Оба рассмеялись и смолкли. Поль склонился с вежливым жестом.
— Я не разочарована, — продолжала принцесса.
— И я ничуть не более, — заявил Поль.
— Я тоже считаю мою участь удивительной, — сказала леди Анжела.
— Я вижу, что я в гнезде оптимистов, — осклабился Лаврецкий. — Но разве вы не говорили только что, леди Анжела, об ущербе для нервной системы?
— Я говорила это только из духа противоречия моему мужу.
— В чем дело? — включилась в спор супруга Лаврецкого, обсуждавшая до сих пор новую оперу с лордом Бантри и мадемуазель де Кресси.
Дун научно обосновал аргументацию Поля. Это занимало общество, пока слуги в пудреных париках и расшитых золотом ливреях подавали «poires Zobraska» [35] Груши принцессы Зобраска (фр.).
, тонкое изобретение шефа кухни принцессы. Лорд Бантри завидовал тому созерцательному спокойствию, которым пользовался в старину литератор благодаря отсутствию волнующих обстоятельств. Мадемуазель де Кресси ставила в заслугу современности идеи феминизма. Беседа стала легкой игрой мнений и парадоксов, обычных для тысяч обеденных столов двадцатого века.
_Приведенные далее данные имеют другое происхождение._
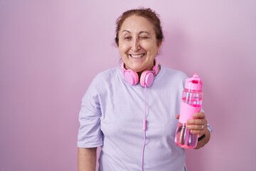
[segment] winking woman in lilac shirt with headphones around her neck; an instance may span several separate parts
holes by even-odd
[[[185,151],[174,142],[186,75],[157,62],[163,33],[151,9],[125,11],[117,19],[122,64],[99,73],[82,98],[78,168],[95,171],[186,170]],[[191,133],[210,140],[205,113],[188,120]],[[203,130],[202,130],[203,128]]]

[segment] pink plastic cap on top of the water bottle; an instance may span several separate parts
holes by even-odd
[[[194,73],[192,78],[186,79],[185,88],[188,90],[202,90],[203,82],[201,78]]]

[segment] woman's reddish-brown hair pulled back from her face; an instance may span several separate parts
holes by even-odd
[[[156,33],[156,39],[158,45],[161,44],[161,42],[164,39],[164,35],[161,29],[161,21],[159,19],[159,14],[156,14],[155,11],[151,9],[131,9],[128,11],[125,11],[122,16],[119,16],[119,18],[116,21],[116,38],[115,42],[117,43],[117,46],[119,46],[119,37],[118,37],[118,32],[120,31],[120,28],[122,24],[124,23],[124,20],[127,19],[129,16],[142,16],[145,19],[147,19],[151,24],[154,25],[154,31]]]

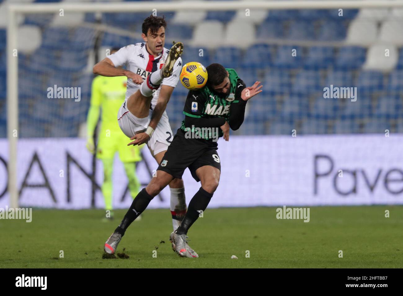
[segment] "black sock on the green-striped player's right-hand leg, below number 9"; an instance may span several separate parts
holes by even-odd
[[[200,210],[205,211],[210,199],[213,197],[212,193],[208,193],[202,187],[195,194],[187,207],[187,213],[183,218],[181,225],[176,230],[177,234],[187,234],[187,231],[192,224],[197,220],[200,214]]]

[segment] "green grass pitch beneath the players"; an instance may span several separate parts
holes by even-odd
[[[390,217],[385,217],[385,210]],[[168,209],[150,209],[127,230],[117,252],[103,245],[126,210],[33,209],[32,222],[0,220],[2,268],[402,268],[403,206],[310,207],[310,222],[276,219],[276,207],[207,209],[191,230],[199,258],[170,246]],[[165,243],[161,241],[164,240]],[[158,249],[156,249],[158,247]],[[60,258],[60,250],[64,258]],[[153,251],[156,250],[153,257]],[[249,251],[249,258],[246,251]],[[339,258],[339,250],[343,258]],[[155,252],[154,252],[155,254]],[[231,259],[236,255],[239,259]]]

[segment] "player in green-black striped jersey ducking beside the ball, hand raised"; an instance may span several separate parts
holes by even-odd
[[[134,199],[122,222],[106,242],[106,252],[116,250],[137,213],[143,212],[173,178],[182,178],[185,169],[189,168],[193,178],[202,186],[191,199],[181,225],[171,233],[170,241],[181,257],[198,257],[187,244],[187,232],[199,214],[206,210],[218,187],[221,164],[216,140],[223,137],[229,141],[229,128],[237,130],[241,126],[247,101],[262,91],[260,81],[246,87],[233,69],[226,69],[220,64],[211,64],[206,69],[206,86],[189,91],[183,110],[185,119],[162,158],[156,177]]]

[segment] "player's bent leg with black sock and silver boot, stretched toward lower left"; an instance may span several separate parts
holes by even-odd
[[[123,217],[122,222],[120,222],[114,233],[106,241],[104,245],[106,253],[115,253],[120,240],[125,235],[130,224],[147,208],[150,201],[158,195],[173,178],[174,177],[167,172],[157,171],[156,176],[151,179],[147,187],[143,188],[135,197],[125,217]]]

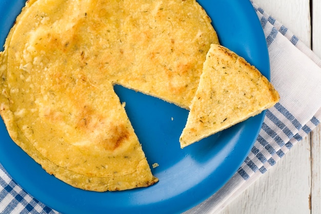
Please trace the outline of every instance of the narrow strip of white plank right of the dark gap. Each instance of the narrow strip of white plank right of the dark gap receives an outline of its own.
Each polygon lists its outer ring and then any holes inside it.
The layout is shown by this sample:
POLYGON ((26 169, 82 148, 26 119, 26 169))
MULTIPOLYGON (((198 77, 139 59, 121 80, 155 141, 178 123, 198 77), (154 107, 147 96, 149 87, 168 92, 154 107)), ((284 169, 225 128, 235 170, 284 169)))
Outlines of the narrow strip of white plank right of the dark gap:
MULTIPOLYGON (((321 2, 313 1, 312 7, 312 50, 321 57, 321 2)), ((321 128, 320 125, 312 131, 311 139, 311 214, 321 213, 321 128)))

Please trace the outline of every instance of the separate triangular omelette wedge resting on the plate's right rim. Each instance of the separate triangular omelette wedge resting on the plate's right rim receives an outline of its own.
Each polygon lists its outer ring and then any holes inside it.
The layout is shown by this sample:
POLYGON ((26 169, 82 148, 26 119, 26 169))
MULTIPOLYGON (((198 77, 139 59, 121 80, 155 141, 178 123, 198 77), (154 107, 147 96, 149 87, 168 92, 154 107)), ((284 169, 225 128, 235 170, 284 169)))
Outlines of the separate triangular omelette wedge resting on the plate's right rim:
POLYGON ((272 107, 279 94, 254 66, 227 48, 212 44, 187 123, 186 147, 272 107))

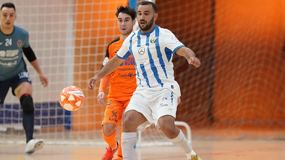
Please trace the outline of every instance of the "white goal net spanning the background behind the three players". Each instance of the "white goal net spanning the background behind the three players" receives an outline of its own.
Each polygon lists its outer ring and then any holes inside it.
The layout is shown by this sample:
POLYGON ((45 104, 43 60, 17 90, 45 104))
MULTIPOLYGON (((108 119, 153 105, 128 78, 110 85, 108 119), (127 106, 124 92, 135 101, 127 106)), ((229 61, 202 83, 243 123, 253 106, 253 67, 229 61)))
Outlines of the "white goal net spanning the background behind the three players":
MULTIPOLYGON (((15 25, 29 32, 30 45, 49 79, 43 88, 26 61, 35 103, 34 137, 50 144, 105 145, 101 127, 105 106, 96 100, 99 83, 94 92, 86 89, 86 83, 100 70, 107 45, 120 35, 116 7, 129 1, 9 2, 16 7, 15 25), (74 112, 58 103, 61 90, 69 85, 85 95, 83 106, 74 112)), ((172 31, 201 60, 200 68, 181 56, 172 60, 182 95, 176 121, 189 124, 192 139, 285 138, 285 2, 155 3, 156 24, 172 31)), ((21 115, 19 100, 10 90, 0 109, 0 143, 25 143, 21 115)), ((142 132, 141 141, 167 138, 150 127, 142 132)))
— Все же они истощают вас, эти эмотивные силы, — сказал Лаврецкий. — Нет юности в наши дни. Юность — утраченное искусство.
— Напротив, — воскликнула мадемуазель де Кресси по-французски. — Все теперь молоды! Эта усиленная пульсация сердца поддерживает молодость. Наши дни — дни молодой женщины сорока пяти лет.
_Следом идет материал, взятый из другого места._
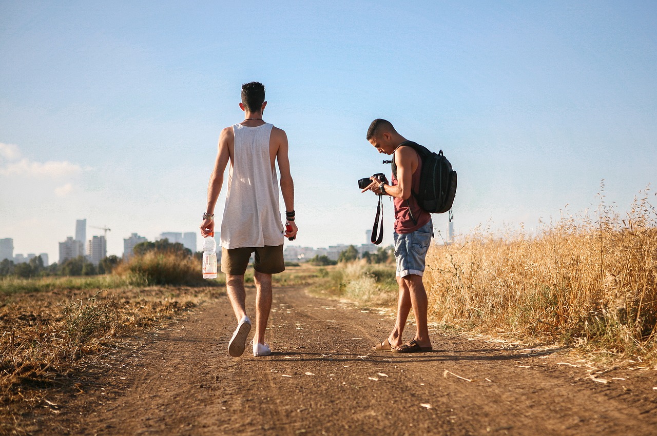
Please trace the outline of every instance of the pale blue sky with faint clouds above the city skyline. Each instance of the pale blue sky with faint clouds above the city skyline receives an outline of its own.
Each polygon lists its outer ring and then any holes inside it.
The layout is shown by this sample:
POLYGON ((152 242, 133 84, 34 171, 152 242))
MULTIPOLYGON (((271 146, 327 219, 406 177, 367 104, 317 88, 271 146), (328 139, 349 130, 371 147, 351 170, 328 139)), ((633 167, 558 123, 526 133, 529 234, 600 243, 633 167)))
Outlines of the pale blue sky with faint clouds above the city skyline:
POLYGON ((365 242, 374 118, 443 150, 457 233, 656 204, 656 72, 652 1, 0 0, 0 238, 52 263, 76 219, 110 255, 198 232, 248 81, 290 142, 294 245, 365 242))

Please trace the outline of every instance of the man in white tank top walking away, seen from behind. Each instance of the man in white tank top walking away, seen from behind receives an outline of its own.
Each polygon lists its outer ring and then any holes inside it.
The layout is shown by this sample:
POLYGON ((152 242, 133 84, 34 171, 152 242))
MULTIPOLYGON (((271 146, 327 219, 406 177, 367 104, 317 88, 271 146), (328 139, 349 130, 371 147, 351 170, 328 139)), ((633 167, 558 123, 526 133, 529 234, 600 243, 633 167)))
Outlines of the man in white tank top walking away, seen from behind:
POLYGON ((258 82, 242 85, 244 121, 226 127, 219 135, 219 150, 208 185, 208 208, 200 229, 205 237, 214 234, 214 207, 223 185, 223 173, 231 163, 226 204, 221 221, 221 271, 226 274, 227 294, 237 318, 237 328, 228 352, 241 356, 251 330, 244 299, 244 272, 255 253, 256 334, 253 355, 271 354, 265 343, 265 329, 271 310, 271 274, 283 272, 284 236, 294 239, 294 183, 290 175, 288 141, 285 132, 262 120, 267 106, 265 87, 258 82), (279 210, 279 181, 285 203, 285 228, 279 210))

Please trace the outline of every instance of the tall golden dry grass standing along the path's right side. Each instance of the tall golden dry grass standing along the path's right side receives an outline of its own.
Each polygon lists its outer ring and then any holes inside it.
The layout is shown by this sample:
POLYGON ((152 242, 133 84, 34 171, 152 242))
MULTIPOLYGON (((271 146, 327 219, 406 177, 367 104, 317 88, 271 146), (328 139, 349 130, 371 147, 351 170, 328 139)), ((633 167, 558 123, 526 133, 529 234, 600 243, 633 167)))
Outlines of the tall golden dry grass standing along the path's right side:
POLYGON ((476 231, 433 246, 430 318, 562 339, 620 355, 657 352, 657 212, 643 192, 621 217, 602 203, 535 236, 476 231))

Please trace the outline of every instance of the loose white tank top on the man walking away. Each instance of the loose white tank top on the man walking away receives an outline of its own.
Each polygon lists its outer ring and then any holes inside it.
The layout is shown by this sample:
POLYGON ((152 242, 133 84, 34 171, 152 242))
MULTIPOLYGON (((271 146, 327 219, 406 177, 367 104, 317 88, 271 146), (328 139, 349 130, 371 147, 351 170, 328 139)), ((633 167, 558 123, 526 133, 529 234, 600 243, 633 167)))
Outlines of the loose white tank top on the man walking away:
POLYGON ((221 220, 224 248, 283 244, 279 181, 269 158, 272 127, 269 123, 258 127, 233 125, 235 156, 221 220))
Лаврецкий, которому было пятьдесят девять, покрутил седые усы:
— Я один из немногих людей, не жалеющих об ушедшей юности. Я не жалею о ее незрелости, ее безумиях и ложных шагах. Я предпочитаю быть скептическим философом шестидесяти лет, чем двадцатилетним доверчивым влюбленным.
— Он всегда говорит так, — сказала Полю супруга Лаврецкого. — Но когда он меня впервые встретил, ему было тридцать пять лет, а теперь, — она рассмеялась, — вот, для него нет разницы между двадцатью и шестидесятью! Объясните мне это.
— Это очень просто, — заявил Поль. — В нашем столетии нет тридцати, сорока и пятидесяти. Вам или двадцать или шестьдесят.
— Я думаю, что мне всегда будет двадцать, — весело сказала принцесса.
— Неужели вы так цените вашу молодость? — спросил Лаврецкий.
— Больше, чем когда-либо! — Она рассмеялась и опять встретилась глазами с Полем.
На этот раз она чуть-чуть покраснела, задержав взгляд на какую-то долю секунды. Он успел поймать в этих синих глазах затуманенный и нежный пламень, интимный и беспокойный. Несколько времени он старался не смотреть в ее сторону, когда же взглянул опять, то увидел в глазах принцессы лишь ленивую улыбку, с которой она смотрела на все окружающее.
Позднее вечером она сказала ему:
— Я рада, что вы возражали Лаврецкому. Меня знобит от него. Он родился старым и дряблым. За всю свою жизнь он не испытал трепета живого чувства.
— А если вы не испытали трепета в молодости, вам нечего надеяться испытать его в старости, — продолжил Поль.
— Он спросил бы вас, что хорошего в трепете.
— Вы не думаете, что я стал бы отвечать!